Mix This

Suppose there are $L$ liters in each bottle. After the doing the required steps, we see that both bottles still contain $L$ liters of liquid. Let there be $x$ liters of water remaining in bottle A. Therefore there is $L - x$ liters of milk in bottle A.(Since Bottle A contains $L$ liters of liquid.)

Now in bottle B, There is $L - x$ liters of water and $L - (L-x) = x$ liters of milk, ( Since originally there was $L$ liters of both liquids. ). Hence the amount of water in Bottle A is equal to the amount of Milk in bottle B

Suppose we start out with $x$ spoonfuls in each bottle.

After transferring one spoonful from $B$ to $A$ there are $x - 1$ spoonfuls of milk in $B$ and $x + 1$ spoonfuls of liquid in $A$ , $x$ of which are water and $1$ of which is milk.
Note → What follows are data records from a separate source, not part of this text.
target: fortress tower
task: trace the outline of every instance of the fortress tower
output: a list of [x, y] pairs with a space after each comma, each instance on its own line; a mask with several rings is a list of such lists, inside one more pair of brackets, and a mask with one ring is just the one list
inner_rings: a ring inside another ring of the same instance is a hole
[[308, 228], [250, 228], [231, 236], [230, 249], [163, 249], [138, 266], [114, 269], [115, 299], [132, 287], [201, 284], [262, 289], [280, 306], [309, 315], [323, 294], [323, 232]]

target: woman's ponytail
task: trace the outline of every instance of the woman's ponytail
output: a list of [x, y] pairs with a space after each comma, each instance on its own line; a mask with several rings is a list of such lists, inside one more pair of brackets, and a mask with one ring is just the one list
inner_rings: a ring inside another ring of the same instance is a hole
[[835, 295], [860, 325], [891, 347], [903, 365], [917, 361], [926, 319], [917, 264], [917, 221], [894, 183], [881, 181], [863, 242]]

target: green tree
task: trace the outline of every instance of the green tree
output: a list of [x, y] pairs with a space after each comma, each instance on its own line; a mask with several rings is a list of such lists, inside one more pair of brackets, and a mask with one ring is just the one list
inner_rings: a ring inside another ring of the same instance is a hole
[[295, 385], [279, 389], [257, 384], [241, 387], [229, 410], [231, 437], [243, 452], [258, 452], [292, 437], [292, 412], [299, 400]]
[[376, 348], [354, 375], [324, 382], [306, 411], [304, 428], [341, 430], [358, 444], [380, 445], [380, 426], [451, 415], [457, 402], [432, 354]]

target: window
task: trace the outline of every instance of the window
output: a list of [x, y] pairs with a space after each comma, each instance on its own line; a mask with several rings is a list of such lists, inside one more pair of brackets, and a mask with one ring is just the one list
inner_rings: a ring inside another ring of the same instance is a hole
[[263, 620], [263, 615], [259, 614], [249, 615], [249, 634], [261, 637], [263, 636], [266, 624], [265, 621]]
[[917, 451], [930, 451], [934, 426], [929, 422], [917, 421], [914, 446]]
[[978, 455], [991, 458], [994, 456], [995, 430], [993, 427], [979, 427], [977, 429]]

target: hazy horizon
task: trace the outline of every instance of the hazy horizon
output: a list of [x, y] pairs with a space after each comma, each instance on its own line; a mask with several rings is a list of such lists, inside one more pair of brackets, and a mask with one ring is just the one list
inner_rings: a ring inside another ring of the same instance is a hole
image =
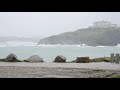
[[0, 12], [0, 37], [47, 37], [101, 20], [120, 25], [119, 16], [120, 12]]

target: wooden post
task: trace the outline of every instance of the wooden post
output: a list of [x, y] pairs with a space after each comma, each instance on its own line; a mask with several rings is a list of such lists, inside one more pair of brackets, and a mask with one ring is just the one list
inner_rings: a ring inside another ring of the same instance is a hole
[[115, 60], [114, 53], [112, 53], [112, 54], [111, 54], [111, 57], [110, 57], [110, 62], [111, 62], [111, 63], [114, 63], [114, 60]]
[[116, 58], [115, 58], [115, 63], [118, 64], [118, 63], [119, 63], [119, 60], [120, 60], [120, 56], [119, 56], [119, 54], [117, 53], [117, 54], [116, 54]]

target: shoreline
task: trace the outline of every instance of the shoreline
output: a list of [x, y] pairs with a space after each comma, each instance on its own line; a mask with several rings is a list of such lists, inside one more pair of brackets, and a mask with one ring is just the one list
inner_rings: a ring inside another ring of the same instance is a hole
[[0, 62], [0, 78], [109, 78], [120, 64]]

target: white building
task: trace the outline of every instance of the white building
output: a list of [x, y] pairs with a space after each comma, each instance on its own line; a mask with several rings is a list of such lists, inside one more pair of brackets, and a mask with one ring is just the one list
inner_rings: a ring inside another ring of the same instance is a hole
[[109, 27], [117, 27], [117, 24], [112, 24], [108, 21], [99, 21], [93, 23], [93, 26], [90, 26], [90, 28], [109, 28]]

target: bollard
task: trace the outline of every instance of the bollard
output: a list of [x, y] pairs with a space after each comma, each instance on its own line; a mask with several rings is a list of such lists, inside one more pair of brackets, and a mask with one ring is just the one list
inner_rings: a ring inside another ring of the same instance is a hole
[[117, 54], [116, 54], [116, 58], [115, 58], [115, 63], [118, 64], [118, 63], [119, 63], [119, 60], [120, 60], [120, 56], [119, 56], [119, 54], [117, 53]]
[[115, 60], [114, 53], [112, 53], [112, 54], [111, 54], [111, 57], [110, 57], [110, 62], [111, 62], [111, 63], [114, 63], [114, 60]]

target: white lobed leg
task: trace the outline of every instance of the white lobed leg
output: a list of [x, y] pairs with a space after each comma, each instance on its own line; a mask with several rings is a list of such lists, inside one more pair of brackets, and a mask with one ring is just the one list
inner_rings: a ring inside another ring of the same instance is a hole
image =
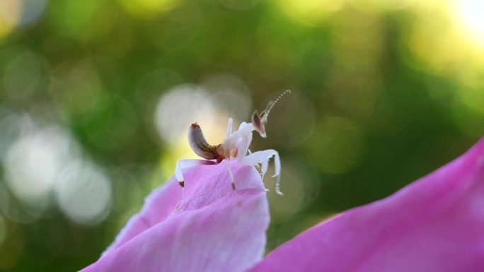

Once the liquids in $A$ are mixed thoroughly, the fraction of liquid in (every portion of) $A$ that is water is $\frac{x}{x+1}$ , and the fraction that is milk is $\frac{1}{x+1}$ .

When a spoonful of the mixed liquid in $A$ is transferred to $B$ , the fraction of liquid in $A$ that is water remains $\dfrac{x}{x+1}$ .

Now since the spoonful that is transferred back to $B$ has $\frac{1}{x+1}$ spoonfuls of milk in it, the fraction of liquid in $B$ that is milk will now be

$\dfrac{x - 1 + \frac{1}{x+1}}{(x - 1) + 1} = \dfrac{x^{2}}{(x + 1)*x} = \dfrac{x}{x+1}$ .

Thus once the process is complete and both bottles once again each contain $x$ spoonfuls of liquid, bottle $A$ will have the same amount of water in it as bottle $B$ has milk.